Tatsächlich führte „Msholozi“ alias Jacob Zuma das Land an den wirtschaftlichen Abgrund. Seine zehnjährige korrupte Herrschaft soll Südafrika mehr als 30 Milliarden Euro gekostet haben: Die Bevölkerung ist heute ärmer als vor sechs Jahren, dafür steigt die Arbeitslosenquote unaufhaltsam an, sie liegt bei fast 30 Prozent.

Südafrika gilt als ungerechtester Staat der Welt

Mmeli Gebashe wird zornig, wenn er darauf zu sprechen kommt. Der 22-Jährige ist Lehramtsstudent der Johannesburger Witwatersrand-Universität, die ihn kürzlich für ein Jahr vom Studium suspendierte. Als Mitglied der Economic Freedom Fighter (EFF) hatte er an Protestaktionen gegen Studiengebühren teilgenommen, die in Straßenschlachten mit der Polizei endeten. Käme Mmelis „Commander in Chief“, der EFF-Präsident Julius Malema, an die Macht, wäre es um Südafrika vollends geschehen, sind sich Beobachter einig: Die von dem militanten Populisten geforderte Enteignung weißer Farmer und die Verstaatlichung von Minen würden der lahmenden Wirtschaft vollends den Todesstoß versetzen.
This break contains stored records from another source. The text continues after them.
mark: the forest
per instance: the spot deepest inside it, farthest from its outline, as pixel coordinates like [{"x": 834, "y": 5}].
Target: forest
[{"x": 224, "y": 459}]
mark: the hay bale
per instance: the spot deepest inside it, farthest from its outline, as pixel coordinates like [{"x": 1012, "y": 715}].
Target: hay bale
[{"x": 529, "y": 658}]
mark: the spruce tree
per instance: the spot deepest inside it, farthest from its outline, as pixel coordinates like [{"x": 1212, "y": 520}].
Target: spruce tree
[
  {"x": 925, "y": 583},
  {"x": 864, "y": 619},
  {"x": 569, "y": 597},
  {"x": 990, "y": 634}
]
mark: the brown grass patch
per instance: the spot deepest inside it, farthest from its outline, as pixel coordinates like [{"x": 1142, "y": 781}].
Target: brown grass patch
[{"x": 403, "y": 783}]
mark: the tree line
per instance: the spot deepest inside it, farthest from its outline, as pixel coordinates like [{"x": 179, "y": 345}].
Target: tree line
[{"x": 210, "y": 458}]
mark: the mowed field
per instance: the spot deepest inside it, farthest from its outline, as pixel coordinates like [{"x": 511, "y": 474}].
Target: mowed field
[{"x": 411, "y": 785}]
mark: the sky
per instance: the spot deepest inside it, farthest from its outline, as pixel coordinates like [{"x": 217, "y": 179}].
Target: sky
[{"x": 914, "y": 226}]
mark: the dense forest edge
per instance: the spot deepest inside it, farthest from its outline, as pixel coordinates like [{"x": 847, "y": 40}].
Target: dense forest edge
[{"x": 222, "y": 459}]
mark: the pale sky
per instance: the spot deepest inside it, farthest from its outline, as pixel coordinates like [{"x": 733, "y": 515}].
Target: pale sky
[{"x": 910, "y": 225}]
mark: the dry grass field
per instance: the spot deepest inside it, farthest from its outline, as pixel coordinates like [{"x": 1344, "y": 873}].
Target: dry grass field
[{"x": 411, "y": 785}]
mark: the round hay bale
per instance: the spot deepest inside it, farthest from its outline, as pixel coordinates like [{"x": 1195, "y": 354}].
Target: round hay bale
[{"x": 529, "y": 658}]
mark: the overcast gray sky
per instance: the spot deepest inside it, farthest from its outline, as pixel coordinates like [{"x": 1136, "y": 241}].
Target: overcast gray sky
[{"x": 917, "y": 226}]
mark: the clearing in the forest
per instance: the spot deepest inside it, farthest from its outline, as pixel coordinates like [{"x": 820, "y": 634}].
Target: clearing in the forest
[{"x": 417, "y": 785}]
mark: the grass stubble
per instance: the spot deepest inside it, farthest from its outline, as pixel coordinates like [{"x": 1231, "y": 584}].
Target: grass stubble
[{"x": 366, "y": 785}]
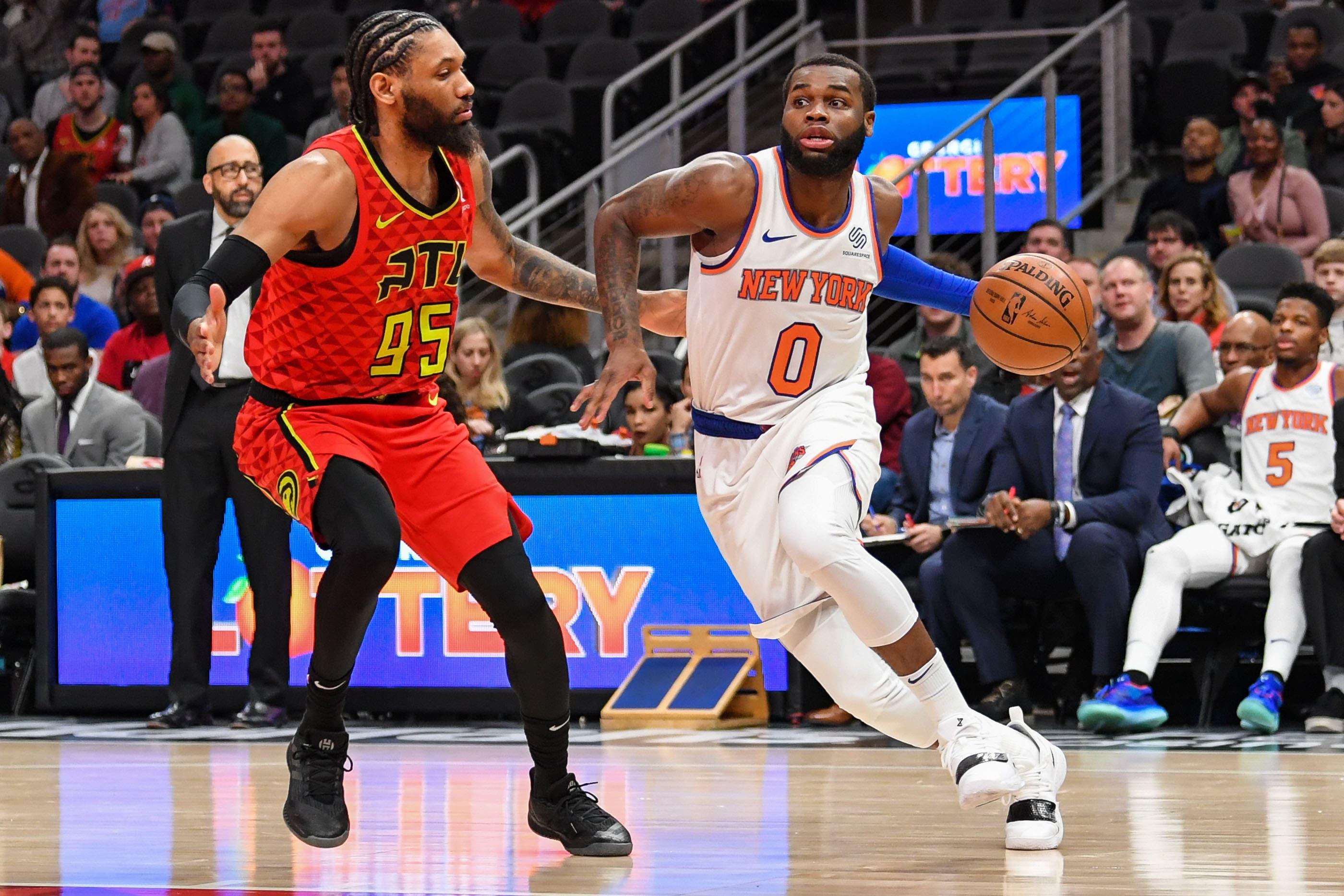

Mmeli sieht das natürlich anders: „Es wäre der Anfang einer gerechten Verteilung der unglaublichen Reichtümer dieses Landes.“

Südafrika gilt heute als ungerechtester Staat der Welt. Die Ökonomischen Freiheitskämpfer hätten das Wohl des ganzen Landes im Auge, sagt Mmeli: Werde sich an den Besitzverhältnissen nichts Grundsätzliches ändern, würde Südafrika irgendwann von Aufständen zerfetzt.